'Trump Effect' Pushes United States Behind Germany For Best International Image, Study Says

The Trump effect has cost the U.S. its global ranking on the world stage, according to a new study that claims the president has lowered the global perception of the U.S. MIKHAIL KLIMENTYEV/AFP/Getty Images)

Thanks to President Donald Trump, the U.S. lost its top spot as the country with the best brand image, according to a new study released Thursday.

The U.S. dropped to sixth place, losing its No. 1 spot to Germany. The survey, conducted by the Nation Brands Index, questioned public opinion on 50 countries by examining their brand in terms of governance, exports, tourism, investment, immigration, culture and heritage.

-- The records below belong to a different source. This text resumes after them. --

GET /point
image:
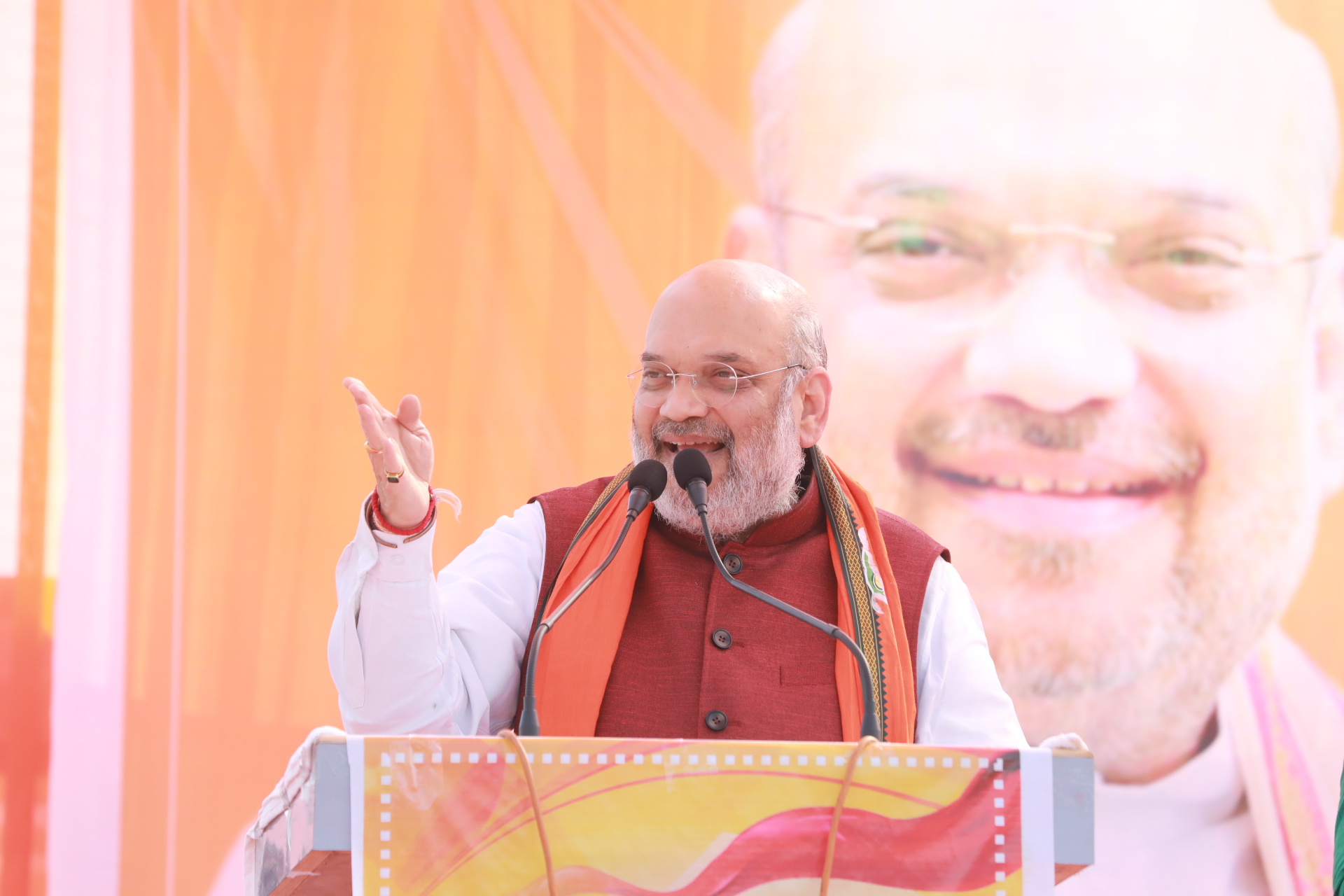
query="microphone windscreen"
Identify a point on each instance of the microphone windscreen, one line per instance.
(690, 465)
(650, 476)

The U.S. was behind France, the United Kingdom, Canada and Japan, but came in second in exports and culture.

Global opinion of the U.S. has gotten worse since 2016. In the category of governance, the U.S. fell from 19 to 23 in the survey.

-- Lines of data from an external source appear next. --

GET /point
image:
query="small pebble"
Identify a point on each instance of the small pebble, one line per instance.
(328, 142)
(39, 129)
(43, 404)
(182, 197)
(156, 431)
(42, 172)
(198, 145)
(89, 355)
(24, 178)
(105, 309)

British political consultant Simon Anholt, who conducted the study, told Deutsche Welle the Trump effect is to blame. "The loss of the U.S.'s image in the governance category is indicative of the Trump effect, which was triggered by President Trump's policies and his 'America First' message," he said.

Experts have used the term "Trump effect" to describe the president's impact since taking office, including an uptick in hate crimes and violence in the U.S.

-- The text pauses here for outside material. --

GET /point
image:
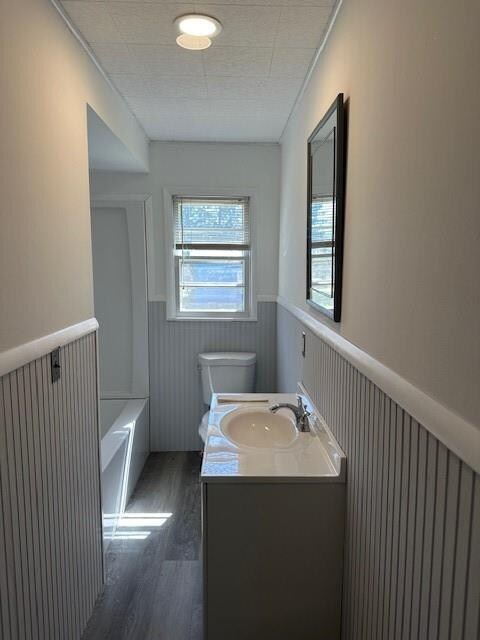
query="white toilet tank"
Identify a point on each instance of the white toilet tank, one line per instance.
(227, 372)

The Pew Research Center released a study in June that found that the world's view of the U.S. has dropped under Trump, whom a majority of countries view as arrogant, intolerant and dangerous.

"The sharp decline in how much global publics trust the U.S. president on the world stage is especially pronounced among some of America's closest allies in Europe and Asia, as well as neighboring Mexico and Canada," the study found.

Trump did better than former President Barack Obama in two countries: Russia and Israel.

Not only has the global view of the U.S. declined, but the power of passports has also plummeted under the president. The U.S. fell behind 18 countries for global mobility, according to international finance company Arton Capital.

In the global study, Germany beat out the U.S. due to help from Egyptians, Russians, Chinese and Italians who have an improved view of the country. Germany came in 10th place for its tourism.

"Germany's image no longer rests on our economic strength," German Foreign Minister Sigmar Gabriel told Deutsche Welle. "People think we're capable of much in the world."

France reached the second spot on the overall list, in part due to the country's election of President Emmanuel Macron, according to the study. In October, Macron won the top spot in the ranking for the world's most popular leaders in a Eurasia Group poll.